Parkinson disease and protein conformation disorders

Parkinson’s disease (PD) is a progressive degenerative disorder of the brain. The motor symptoms of PD result from the loss of dopaminergic neurons in specific regions of the brain, such as the substantia nigra. Dopaminergic neurons have an inhibitory function in the motor circuits of the brain and thus their loss cause an excessive and uncontrolled movement. PD is the second most frequent neurodegenerative disorder with most cases occurring after the age of fifty.

Diagnosis of PD is based on progressive symptoms with confirmation by neuroimaging. Current treatments (levodopa, dopamine agonists) alleviates the motor symptoms of the disease. In more progressed PD, surgery and deep brain stimulation can reduce motor symptoms. Prolonged use of dopamine-replacement therapies may lead to a complication called dyskinesia. Levodopa-induced dyskinesia is characterized by abnormal involuntary movements (dystonia, chorea, athetosis).

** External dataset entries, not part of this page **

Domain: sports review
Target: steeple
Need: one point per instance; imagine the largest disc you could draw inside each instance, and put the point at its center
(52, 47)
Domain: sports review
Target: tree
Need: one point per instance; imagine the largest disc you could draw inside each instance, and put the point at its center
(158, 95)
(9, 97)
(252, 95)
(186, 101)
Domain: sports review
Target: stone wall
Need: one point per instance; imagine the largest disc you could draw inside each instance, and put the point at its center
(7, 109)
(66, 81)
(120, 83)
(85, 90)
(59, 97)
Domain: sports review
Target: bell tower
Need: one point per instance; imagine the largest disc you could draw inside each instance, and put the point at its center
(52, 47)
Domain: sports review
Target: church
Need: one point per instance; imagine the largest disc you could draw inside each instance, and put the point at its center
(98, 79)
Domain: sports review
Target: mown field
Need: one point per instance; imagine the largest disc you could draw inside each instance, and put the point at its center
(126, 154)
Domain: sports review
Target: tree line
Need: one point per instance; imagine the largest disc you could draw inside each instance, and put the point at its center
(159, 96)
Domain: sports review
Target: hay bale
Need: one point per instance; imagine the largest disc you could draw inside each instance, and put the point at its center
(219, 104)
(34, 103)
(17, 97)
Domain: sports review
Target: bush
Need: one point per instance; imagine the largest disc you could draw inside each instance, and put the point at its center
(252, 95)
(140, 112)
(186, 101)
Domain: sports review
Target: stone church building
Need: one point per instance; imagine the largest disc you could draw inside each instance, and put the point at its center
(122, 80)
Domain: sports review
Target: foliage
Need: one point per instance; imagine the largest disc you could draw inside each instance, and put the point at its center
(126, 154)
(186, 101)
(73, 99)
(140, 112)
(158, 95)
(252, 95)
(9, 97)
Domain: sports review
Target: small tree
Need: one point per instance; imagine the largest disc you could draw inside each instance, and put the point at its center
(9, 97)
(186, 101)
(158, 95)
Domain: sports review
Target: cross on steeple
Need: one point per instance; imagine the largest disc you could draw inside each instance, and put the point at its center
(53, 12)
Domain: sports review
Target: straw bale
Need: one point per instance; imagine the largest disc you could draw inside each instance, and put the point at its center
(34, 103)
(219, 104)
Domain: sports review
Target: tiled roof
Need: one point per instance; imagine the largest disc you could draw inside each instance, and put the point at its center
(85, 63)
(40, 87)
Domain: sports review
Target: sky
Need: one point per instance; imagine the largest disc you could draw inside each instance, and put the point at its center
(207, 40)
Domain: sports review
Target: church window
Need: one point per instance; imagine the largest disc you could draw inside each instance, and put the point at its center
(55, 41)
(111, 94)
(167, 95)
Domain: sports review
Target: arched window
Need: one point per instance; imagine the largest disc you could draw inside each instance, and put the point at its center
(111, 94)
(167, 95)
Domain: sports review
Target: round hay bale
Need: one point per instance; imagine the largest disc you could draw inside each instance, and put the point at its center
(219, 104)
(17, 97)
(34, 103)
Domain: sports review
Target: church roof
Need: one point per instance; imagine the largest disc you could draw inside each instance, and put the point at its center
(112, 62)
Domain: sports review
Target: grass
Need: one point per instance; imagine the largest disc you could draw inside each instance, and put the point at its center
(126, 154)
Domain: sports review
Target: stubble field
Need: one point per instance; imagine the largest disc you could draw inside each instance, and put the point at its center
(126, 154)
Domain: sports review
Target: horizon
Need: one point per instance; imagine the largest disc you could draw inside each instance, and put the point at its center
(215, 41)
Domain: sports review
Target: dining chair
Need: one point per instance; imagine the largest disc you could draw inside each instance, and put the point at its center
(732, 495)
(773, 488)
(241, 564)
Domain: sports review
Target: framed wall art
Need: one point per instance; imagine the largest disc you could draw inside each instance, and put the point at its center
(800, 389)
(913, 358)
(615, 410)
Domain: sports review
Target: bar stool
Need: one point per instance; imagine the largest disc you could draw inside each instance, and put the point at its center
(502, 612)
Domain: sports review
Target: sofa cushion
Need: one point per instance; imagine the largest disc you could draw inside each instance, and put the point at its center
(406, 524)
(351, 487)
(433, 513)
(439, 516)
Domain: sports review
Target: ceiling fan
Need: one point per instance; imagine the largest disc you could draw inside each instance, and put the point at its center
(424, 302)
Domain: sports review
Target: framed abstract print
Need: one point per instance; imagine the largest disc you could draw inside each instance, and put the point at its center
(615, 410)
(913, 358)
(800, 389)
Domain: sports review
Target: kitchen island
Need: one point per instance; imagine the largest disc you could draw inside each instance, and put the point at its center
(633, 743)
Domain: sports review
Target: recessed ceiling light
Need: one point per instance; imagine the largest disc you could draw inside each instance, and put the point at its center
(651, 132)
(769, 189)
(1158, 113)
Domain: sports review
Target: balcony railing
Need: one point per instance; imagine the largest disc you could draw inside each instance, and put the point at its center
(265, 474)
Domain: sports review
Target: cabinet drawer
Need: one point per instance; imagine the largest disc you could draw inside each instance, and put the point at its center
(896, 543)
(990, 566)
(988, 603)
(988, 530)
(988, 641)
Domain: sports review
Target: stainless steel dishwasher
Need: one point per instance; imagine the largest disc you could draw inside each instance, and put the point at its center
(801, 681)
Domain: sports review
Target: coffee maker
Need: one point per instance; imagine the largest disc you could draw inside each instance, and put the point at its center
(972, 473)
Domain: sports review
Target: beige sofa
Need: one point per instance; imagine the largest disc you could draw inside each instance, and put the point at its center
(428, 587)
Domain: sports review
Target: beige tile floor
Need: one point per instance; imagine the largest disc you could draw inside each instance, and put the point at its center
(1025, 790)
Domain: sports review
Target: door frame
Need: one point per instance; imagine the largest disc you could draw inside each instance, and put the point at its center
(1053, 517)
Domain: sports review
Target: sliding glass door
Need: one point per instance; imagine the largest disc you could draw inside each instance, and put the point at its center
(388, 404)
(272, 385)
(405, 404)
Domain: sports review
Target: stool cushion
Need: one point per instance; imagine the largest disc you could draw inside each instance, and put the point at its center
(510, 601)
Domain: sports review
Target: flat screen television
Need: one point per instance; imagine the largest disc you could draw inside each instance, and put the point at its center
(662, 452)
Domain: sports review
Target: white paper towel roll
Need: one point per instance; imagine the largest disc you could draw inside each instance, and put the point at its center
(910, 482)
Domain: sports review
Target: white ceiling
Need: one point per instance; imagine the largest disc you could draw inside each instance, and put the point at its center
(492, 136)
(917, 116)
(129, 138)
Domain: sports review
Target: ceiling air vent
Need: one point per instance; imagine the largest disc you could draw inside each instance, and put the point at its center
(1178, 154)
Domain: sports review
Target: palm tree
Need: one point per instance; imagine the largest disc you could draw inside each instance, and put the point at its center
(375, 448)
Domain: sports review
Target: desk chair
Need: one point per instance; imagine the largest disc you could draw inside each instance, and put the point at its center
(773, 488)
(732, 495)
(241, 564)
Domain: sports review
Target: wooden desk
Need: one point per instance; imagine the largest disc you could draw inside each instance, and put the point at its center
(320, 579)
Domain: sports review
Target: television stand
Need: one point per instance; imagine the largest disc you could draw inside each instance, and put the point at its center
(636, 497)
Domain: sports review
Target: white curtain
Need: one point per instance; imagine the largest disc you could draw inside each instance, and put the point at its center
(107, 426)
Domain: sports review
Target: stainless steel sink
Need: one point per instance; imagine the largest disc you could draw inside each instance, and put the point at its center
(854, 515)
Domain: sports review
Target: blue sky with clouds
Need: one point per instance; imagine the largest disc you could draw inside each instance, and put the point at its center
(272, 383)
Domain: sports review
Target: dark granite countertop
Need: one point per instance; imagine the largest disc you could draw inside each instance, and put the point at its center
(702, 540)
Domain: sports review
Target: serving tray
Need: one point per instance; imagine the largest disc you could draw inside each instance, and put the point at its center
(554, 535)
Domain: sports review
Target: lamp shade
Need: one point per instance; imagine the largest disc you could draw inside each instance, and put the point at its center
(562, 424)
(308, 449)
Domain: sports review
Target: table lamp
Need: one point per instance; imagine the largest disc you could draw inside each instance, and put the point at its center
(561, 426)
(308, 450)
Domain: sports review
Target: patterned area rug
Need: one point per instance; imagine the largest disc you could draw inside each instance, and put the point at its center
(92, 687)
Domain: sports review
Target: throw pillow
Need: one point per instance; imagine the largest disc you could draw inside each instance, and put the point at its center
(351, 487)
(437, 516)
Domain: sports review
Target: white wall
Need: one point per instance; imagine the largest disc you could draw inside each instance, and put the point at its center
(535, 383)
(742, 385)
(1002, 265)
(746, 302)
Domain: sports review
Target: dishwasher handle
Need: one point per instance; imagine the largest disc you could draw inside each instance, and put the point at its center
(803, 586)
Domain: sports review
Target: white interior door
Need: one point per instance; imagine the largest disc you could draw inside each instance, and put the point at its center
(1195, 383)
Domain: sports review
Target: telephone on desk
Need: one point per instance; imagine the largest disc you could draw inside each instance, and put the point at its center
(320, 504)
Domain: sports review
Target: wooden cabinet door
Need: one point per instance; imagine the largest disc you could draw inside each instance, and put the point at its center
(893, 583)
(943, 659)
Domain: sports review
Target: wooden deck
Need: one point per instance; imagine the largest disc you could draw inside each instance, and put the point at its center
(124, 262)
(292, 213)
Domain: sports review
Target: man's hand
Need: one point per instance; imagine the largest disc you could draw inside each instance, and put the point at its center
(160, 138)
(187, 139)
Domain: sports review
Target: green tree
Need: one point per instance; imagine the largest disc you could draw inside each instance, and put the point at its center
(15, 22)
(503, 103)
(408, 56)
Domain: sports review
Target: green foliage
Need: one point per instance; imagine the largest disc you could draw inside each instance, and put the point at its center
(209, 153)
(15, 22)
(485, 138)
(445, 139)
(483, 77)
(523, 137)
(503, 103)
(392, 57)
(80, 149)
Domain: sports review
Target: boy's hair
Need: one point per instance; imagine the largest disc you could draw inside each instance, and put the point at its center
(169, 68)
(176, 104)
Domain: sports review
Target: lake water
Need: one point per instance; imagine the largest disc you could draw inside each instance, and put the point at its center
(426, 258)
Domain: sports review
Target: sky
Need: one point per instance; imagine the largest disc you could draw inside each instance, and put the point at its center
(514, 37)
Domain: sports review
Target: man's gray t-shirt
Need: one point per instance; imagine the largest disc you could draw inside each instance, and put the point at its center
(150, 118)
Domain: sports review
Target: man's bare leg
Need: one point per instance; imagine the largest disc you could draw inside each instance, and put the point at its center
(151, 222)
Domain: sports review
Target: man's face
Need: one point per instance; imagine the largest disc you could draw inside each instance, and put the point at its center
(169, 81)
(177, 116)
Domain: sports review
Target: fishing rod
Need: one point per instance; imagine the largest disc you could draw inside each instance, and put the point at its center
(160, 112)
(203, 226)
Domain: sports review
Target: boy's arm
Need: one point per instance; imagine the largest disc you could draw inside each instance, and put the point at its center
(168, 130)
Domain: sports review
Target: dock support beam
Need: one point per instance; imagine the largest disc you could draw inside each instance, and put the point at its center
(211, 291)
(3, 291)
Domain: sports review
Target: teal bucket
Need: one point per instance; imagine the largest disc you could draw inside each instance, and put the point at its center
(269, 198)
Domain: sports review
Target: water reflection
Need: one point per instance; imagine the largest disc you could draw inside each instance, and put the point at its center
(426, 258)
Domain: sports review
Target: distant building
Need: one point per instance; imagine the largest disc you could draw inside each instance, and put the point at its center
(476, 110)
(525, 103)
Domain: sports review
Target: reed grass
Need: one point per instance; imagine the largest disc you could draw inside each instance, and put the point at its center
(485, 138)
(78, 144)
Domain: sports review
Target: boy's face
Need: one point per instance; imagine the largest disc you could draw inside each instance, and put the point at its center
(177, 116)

A pathological characteristic of PD is the deposition of the protein alpha-synuclein in Lewy bodies whose number and distribution directly correlates with the clinical symptoms. In few PD forms, variations in the gene encoding for alpha-synuclein cause an inhereted form of PD. This establishes a role for alpha-synuclein in disease initiation and progression as well as a link between idiopathic and genetic forms of PD.

Our research focus on the development of new animal models of the disease with the aim to elucidate the pathophysiology of levodopa-induced dyskinesia. Our molecular studies address the mechanisms leading to  abnormal protein conformation, aggregation and toxicity of alpha-synuclein as a strategy for new therapies able to prevente or slow-down the progression of the disease.

Abnormal protein conformation, deposition and proteotoxicity are common traits of degenerative disorders such as Parkinson’s, Alzheimer’s, Huntington’s disease or amyotrophic lateral sclerosis.